ECLI:NL:RBAMS:2011:BU5203
Rechtbank Amsterdam
- Eerste aanleg - meervoudig
- F.P. Geelhoed
- D. Radder
- H.J. Bunjes
- Rechtspraak.nl
Niet-ontvankelijkheid van de officier van justitie in ontnemingsvordering wegens niet inwinbaarheid
In deze zaak heeft de rechtbank Amsterdam op 21 april 2011 uitspraak gedaan in een ontnemingsprocedure met parketnummer 13/125296-04. De officier van justitie had gevorderd om de veroordeelde niet-ontvankelijk te verklaren in de ontnemingsvordering, omdat de ontneming niet inwinbaar zou zijn. De rechtbank heeft de vordering van de officier van justitie beoordeeld aan de hand van verschillende omstandigheden. De verdediging voegde hieraan toe dat het strafrechtelijk financieel onderzoek op 10 april 2007 was voltooid, maar dat de ontnemingsvordering pas op 16 april 2007 was ingediend, wat volgens hen onterecht was.
De rechtbank heeft vastgesteld dat de veroordeelde niet in Nederland is ingeschreven en momenteel in Rusland verblijft. Dit, in combinatie met de slechte ervaringen van het Openbaar Ministerie met de Russische autoriteiten, leidde de rechtbank tot de conclusie dat de ontnemingsvordering niet inwinbaar zou zijn.
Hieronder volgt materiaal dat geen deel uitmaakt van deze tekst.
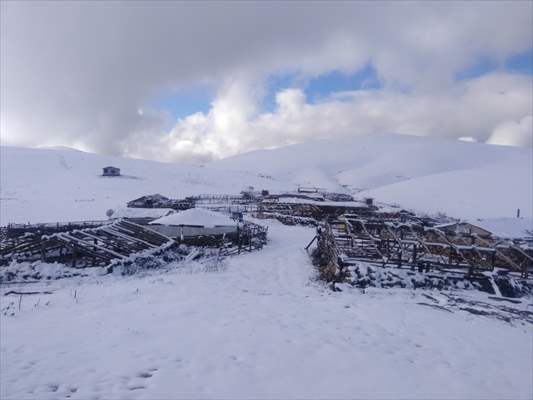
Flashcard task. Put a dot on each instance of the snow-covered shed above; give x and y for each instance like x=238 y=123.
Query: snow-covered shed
x=464 y=228
x=194 y=222
x=110 y=171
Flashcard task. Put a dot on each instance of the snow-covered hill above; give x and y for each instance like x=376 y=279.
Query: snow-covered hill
x=464 y=180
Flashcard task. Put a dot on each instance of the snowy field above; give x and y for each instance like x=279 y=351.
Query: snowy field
x=261 y=327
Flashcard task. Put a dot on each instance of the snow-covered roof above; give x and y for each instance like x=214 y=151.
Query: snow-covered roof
x=196 y=217
x=129 y=212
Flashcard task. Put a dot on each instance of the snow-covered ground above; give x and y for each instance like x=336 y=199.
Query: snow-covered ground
x=464 y=180
x=259 y=328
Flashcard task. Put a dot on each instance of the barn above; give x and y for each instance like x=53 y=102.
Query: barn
x=194 y=222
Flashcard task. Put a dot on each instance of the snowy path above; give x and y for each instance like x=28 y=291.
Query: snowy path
x=260 y=329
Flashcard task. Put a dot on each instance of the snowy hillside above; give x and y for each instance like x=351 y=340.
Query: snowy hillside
x=465 y=180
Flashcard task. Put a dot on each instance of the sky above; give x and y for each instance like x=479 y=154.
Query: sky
x=198 y=81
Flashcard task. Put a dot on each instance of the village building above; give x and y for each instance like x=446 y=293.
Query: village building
x=150 y=201
x=110 y=171
x=141 y=216
x=464 y=229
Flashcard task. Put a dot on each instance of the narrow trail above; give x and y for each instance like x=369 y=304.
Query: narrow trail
x=260 y=328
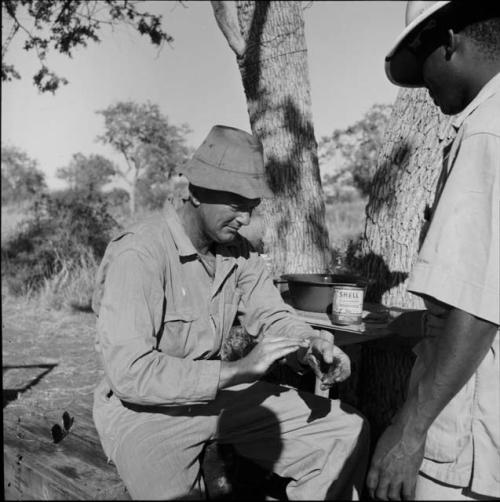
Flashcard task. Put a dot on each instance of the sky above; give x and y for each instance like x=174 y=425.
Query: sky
x=196 y=79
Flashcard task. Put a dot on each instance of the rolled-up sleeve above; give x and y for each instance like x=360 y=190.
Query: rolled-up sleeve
x=459 y=260
x=129 y=319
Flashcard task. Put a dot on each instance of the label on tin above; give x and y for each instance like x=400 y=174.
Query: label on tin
x=347 y=304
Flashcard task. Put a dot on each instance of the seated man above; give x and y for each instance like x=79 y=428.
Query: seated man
x=168 y=291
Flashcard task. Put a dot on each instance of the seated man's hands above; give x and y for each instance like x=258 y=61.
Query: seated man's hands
x=329 y=363
x=258 y=361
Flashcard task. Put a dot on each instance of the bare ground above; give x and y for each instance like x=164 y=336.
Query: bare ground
x=48 y=358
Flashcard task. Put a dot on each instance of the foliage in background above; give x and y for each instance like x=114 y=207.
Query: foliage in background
x=60 y=230
x=151 y=147
x=87 y=174
x=348 y=157
x=21 y=178
x=53 y=25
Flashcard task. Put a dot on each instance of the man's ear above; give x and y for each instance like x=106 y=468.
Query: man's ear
x=451 y=44
x=193 y=199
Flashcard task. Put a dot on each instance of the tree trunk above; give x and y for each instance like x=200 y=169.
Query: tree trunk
x=409 y=165
x=268 y=38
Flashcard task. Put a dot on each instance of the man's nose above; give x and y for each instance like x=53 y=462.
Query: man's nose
x=243 y=218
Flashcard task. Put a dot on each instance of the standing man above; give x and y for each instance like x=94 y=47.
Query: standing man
x=168 y=292
x=444 y=443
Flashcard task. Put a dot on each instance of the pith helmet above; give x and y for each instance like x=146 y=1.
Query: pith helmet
x=230 y=160
x=401 y=65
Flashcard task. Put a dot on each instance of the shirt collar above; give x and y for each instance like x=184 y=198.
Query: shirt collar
x=181 y=240
x=491 y=88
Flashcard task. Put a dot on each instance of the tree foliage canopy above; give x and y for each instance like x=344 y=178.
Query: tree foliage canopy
x=151 y=147
x=21 y=178
x=349 y=156
x=62 y=26
x=87 y=174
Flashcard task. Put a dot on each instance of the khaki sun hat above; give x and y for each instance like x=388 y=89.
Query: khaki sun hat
x=401 y=65
x=230 y=160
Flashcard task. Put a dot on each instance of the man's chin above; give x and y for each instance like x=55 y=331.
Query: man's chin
x=227 y=236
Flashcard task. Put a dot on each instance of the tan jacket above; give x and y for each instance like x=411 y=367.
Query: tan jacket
x=162 y=320
x=459 y=265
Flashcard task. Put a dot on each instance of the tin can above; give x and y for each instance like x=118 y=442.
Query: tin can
x=347 y=304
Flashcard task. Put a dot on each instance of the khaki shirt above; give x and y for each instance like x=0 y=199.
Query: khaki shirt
x=458 y=264
x=162 y=318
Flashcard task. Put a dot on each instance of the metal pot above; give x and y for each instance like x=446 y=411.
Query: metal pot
x=314 y=292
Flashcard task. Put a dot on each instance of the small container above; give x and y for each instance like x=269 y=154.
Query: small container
x=347 y=304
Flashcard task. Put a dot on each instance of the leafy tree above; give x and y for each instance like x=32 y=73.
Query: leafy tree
x=21 y=178
x=87 y=174
x=62 y=26
x=151 y=148
x=61 y=228
x=349 y=156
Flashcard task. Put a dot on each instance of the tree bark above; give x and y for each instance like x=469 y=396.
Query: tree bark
x=272 y=59
x=408 y=168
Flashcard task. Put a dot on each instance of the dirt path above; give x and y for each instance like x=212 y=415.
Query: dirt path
x=49 y=361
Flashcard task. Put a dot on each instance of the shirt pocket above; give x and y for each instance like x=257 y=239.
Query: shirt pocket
x=451 y=431
x=178 y=338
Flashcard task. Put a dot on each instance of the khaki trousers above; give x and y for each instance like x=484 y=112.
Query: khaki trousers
x=321 y=444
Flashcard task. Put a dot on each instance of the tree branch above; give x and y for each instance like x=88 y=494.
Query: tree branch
x=227 y=18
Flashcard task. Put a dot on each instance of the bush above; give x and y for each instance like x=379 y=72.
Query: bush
x=60 y=229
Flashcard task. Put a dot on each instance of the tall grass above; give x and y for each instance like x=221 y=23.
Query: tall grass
x=345 y=222
x=72 y=287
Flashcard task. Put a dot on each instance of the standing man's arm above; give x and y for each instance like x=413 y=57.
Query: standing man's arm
x=461 y=347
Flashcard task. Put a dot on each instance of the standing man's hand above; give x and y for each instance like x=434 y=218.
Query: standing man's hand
x=329 y=363
x=395 y=464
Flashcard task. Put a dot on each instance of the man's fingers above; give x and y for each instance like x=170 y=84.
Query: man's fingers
x=382 y=488
x=408 y=491
x=279 y=353
x=394 y=491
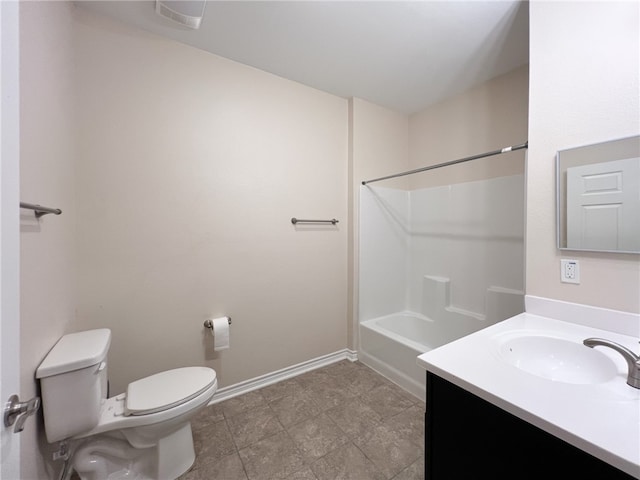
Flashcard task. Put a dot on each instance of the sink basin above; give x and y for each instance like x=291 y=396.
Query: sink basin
x=557 y=359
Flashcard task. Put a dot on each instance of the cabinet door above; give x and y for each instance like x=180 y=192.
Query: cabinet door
x=467 y=437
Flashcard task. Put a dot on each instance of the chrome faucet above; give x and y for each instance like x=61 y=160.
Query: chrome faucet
x=633 y=360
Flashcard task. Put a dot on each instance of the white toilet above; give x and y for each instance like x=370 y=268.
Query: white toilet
x=143 y=434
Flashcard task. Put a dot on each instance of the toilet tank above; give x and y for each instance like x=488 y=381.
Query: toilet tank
x=73 y=383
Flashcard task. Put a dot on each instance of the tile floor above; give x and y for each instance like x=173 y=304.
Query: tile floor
x=343 y=421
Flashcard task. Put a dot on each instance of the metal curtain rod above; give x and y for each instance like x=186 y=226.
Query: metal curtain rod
x=40 y=210
x=295 y=221
x=452 y=162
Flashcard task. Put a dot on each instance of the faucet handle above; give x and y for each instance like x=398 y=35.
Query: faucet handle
x=633 y=360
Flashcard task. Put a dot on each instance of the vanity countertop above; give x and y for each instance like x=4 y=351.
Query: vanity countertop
x=602 y=418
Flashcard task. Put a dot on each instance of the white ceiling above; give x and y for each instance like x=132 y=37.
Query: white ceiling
x=399 y=54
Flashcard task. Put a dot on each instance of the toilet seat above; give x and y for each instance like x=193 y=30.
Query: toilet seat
x=165 y=390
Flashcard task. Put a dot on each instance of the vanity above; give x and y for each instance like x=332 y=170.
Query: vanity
x=526 y=399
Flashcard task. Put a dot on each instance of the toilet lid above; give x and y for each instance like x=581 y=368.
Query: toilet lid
x=165 y=390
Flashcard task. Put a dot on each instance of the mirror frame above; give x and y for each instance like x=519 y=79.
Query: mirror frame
x=617 y=149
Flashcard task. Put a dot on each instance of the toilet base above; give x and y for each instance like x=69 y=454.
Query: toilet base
x=112 y=456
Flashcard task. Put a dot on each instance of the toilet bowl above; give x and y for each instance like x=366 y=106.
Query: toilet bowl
x=144 y=433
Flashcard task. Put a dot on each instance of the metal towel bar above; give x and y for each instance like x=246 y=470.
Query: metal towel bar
x=295 y=221
x=39 y=209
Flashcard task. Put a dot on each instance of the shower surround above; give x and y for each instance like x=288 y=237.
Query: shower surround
x=436 y=264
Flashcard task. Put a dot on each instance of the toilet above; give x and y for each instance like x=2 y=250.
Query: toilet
x=144 y=433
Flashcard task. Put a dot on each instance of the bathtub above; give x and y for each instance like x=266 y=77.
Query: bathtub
x=390 y=345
De rechtbank heeft daarom de officier van justitie niet-ontvankelijk verklaard in de ontnemingsvordering, met de overweging dat er geen nieuwe ontnemingsvordering zal worden ingediend.
De uitspraak is gedaan door een meervoudige kamer, waarbij mr. F.P. Geelhoed als voorzitter fungeerde. De beslissing is openbaar uitgesproken en de griffier mr. I. Verkaik was aanwezig. De rechtbank heeft in haar vonnis de relevante juridische bepalingen en de omstandigheden van de zaak uitvoerig besproken, wat heeft geleid tot de uiteindelijke beslissing om de officier van justitie niet-ontvankelijk te verklaren.